I recently finished Clay Shirky’s book “Here Comes Everybody. The Power of Organizing Without Organizations” and have become even more impressed by him as a thought leader.
If you’re interested in how the web is transforming everything, this NYU professor puts it in terms I can grok. (See Robert Heinlein’s Stranger in a Strange Land for a definition.)
The key premise of the book is that the seminal function of the Web is enabling the convening of group-forming networks. Big deal? YES! A VERY BIG DEAL.

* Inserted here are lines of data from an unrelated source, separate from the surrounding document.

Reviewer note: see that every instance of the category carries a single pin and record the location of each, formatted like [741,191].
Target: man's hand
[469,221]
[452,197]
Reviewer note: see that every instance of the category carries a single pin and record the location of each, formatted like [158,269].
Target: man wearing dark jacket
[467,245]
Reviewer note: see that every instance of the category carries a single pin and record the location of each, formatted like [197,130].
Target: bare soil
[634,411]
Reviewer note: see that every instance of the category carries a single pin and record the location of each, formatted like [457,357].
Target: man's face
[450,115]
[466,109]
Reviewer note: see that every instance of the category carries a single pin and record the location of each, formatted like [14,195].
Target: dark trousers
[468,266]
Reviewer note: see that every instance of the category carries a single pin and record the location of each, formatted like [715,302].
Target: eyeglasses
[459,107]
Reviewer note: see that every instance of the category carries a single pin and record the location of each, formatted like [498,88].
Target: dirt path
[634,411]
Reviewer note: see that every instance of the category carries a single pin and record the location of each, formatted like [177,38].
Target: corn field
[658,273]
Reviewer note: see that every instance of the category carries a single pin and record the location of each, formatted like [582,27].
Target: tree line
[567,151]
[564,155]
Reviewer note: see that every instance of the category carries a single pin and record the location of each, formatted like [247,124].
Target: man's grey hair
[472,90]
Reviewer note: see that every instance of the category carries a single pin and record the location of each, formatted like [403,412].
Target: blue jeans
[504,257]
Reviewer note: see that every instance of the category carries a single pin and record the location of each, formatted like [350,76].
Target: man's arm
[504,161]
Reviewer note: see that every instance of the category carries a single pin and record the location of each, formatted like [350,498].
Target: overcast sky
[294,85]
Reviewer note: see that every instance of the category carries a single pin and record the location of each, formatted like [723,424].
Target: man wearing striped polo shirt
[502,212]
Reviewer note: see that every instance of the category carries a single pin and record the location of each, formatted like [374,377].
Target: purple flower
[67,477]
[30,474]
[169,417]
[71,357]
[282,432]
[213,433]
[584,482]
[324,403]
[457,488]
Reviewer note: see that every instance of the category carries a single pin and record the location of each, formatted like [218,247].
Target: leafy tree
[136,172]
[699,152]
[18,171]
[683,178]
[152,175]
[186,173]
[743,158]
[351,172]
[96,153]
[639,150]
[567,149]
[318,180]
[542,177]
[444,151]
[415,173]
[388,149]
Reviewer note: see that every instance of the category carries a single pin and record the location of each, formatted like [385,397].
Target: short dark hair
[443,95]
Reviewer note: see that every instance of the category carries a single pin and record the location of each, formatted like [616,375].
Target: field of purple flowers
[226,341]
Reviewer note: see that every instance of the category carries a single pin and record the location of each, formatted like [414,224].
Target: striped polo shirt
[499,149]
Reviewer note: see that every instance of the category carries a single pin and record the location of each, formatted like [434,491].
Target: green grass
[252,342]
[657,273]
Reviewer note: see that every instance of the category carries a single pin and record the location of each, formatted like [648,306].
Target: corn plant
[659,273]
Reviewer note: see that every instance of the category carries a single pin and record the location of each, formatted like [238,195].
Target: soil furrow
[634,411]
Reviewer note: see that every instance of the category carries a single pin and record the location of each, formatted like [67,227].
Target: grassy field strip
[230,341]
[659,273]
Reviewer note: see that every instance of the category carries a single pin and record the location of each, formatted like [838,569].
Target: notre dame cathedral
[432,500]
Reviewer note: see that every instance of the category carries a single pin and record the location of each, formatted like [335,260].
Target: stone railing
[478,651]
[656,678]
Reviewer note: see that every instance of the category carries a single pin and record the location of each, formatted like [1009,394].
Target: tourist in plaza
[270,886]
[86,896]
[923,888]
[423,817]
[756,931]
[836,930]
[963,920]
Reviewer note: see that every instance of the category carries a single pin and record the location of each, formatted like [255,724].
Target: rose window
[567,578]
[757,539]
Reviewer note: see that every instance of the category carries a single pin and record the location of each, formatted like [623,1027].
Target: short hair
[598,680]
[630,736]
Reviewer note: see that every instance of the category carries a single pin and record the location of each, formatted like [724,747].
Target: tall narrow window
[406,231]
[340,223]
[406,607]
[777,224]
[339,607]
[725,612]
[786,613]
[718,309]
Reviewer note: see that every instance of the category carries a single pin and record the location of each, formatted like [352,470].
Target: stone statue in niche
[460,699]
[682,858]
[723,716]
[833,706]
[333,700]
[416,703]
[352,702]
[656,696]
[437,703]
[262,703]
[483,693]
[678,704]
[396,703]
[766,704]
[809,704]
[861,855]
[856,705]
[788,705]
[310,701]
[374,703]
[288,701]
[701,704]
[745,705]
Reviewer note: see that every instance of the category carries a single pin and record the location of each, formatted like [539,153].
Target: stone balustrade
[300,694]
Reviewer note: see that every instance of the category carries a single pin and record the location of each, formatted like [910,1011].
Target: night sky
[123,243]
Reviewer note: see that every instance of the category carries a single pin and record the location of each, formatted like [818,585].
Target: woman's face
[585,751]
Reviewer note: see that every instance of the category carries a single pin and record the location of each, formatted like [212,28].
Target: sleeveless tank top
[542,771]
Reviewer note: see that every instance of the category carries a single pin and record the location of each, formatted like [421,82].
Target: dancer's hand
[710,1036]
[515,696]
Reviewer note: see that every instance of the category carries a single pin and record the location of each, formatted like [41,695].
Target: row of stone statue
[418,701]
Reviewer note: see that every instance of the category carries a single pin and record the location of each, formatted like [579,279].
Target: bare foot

Shirky says “Revolution doesn’t happen when society adopts new technologies. It happens when society adopts new behaviors.” We all used to hear about e-mail being the “Killer App.” He pulls back the curtain on this a bit further to reveal the real killer app was the “reply all” function in email. That was the very beginning of Social Media. Now anyone can connect with anyone else in a group environment that doesn’t require synchronicity or physical proximity.
The implications of this are profound and explain the mechanics of how social media like Twitter and Facebook are so awesomely powerful and influential. “The web has lowered the hurdles to doing something in the first place, so that people who cared a little could participate a little while being effective in the aggregate. Having a handful of highly motivated people and a mass of barely motivated ones used to be a recipe for frustration. The people who were on fire wondered why the general public didn’t care more and the general population wondered why those obsessed people didn’t just shut up. Now the highly motivated people can create a context more easily in which the barely motivated people can be effective without having to become activists themselves.”
Add to the mix the tendency for us to trust the opinions of peers (think the Amazon “if you liked this, you might also like this” and we begin to see the implications of how this all scales up.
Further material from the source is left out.